La terza sala, anticamente Cappella dei Cerchi, ospita affreschi staccati e robbiane, tra le quali una di Andrea della Robbia, due busti di Giovanni della Robbia e una Madonna col Bambino di Benedetto Buglioni. La croce dipinta è di Lippo di Benivieni, mentre gli affreschi staccati, già facenti parte della decorazione originaria della cappella, sono attribuiti a Niccolò di Pietro Gerini (cornici decorate) e al Maestro di San Martino a Mensola (Maestà con santi).
La quarta sala ha affreschi e sinopie del Tre e Quattrocento.
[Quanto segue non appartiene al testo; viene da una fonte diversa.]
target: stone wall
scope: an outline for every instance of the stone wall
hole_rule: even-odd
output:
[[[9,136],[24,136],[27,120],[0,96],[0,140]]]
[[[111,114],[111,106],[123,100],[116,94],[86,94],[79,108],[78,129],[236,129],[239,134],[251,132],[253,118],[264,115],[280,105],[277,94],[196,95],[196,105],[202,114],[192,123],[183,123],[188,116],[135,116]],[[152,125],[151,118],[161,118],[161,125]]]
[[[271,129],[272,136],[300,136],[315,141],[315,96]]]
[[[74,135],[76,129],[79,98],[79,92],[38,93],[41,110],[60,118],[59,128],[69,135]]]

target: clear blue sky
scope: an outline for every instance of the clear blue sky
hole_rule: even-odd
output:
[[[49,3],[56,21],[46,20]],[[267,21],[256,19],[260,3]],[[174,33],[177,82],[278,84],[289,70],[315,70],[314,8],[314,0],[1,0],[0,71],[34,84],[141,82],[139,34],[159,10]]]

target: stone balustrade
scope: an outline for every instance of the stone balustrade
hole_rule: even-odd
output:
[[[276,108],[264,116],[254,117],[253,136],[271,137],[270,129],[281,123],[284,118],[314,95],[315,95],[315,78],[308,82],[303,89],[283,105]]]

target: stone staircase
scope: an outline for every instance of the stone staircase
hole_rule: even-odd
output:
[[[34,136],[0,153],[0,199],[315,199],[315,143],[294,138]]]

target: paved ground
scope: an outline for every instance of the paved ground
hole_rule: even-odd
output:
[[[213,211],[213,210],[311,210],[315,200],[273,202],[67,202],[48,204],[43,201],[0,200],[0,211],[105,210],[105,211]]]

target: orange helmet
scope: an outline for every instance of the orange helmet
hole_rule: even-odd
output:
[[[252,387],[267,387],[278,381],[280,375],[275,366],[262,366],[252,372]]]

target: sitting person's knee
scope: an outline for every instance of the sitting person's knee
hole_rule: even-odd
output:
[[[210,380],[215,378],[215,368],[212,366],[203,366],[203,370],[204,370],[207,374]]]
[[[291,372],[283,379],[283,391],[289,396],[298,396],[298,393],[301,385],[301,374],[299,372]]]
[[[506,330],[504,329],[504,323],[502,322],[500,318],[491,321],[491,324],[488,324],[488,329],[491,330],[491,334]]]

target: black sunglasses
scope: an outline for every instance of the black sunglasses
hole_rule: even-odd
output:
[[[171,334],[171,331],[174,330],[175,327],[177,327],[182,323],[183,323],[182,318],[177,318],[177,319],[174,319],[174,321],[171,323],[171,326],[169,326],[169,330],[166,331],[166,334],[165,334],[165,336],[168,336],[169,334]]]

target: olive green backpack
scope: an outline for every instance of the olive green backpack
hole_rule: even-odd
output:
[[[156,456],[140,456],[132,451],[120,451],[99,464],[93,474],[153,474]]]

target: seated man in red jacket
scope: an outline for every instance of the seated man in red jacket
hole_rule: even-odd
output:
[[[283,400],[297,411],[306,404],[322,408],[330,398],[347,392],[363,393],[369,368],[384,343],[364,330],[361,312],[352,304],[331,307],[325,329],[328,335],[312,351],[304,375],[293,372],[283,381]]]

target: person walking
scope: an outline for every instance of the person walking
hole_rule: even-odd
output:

La quinta sala mostra la ricostruzione del monumento a Gastone della Torre di Tino da Camaino, altre sculture soprattutto trecentesche (tra cui alcune di Tino di Camaiono e due formelle attribuite a Giambologna) e i modelli in gesso per le statue ottocentesche che decorano la facciata. La sesta e ultima sala presenta alcuni affreschi staccati, tra i quali ne spiccano tre, opera di Matteo Rosselli.
Una serie di antichi orti corrispondono al retro della chiesa, ricchi di alberi (con alcuni grandi esemplari di bagolari, cedri dell'Atlante e dell'Himalaia) sono oggi aree di pertinenza delle scuole Scuola-Città Pestalozzi e Vittorio Veneto, della Biblioteca Nazionale Centrale di Firenze e della Scuola del Cuoio.
Nella grande basilica e nei suoi annessi (soprattutto negli estesi sotterranei) si riunirono nel tempo molte Compagnie o confraternite. Tra le più importanti ci furono:
La Basilica è il luogo di sepoltura di alcuni dei più illustri personaggi italiani, come Michelangelo Buonarroti, Galileo Galilei, Niccolò Machiavelli, Vittorio Alfieri, Ugo Foscolo, Gioachino Rossini.
Nonostante sia una chiesa cattolica, vi sono anche sepolture di persone non credenti, tra cui lo stesso Foscolo. La prima illustre personalità qui inumata fu Leonardo Bruni nella seconda metà del Quattrocento, mentre l'ultima persona sepolta effettivamente in Santa Croce fu Giovanni Gentile nel 1944, ma nel dopoguerra verranno apposte delle targhe commemorative, come quella per Enrico Fermi, la cui tomba si trova negli Stati Uniti dove morì nel 1954.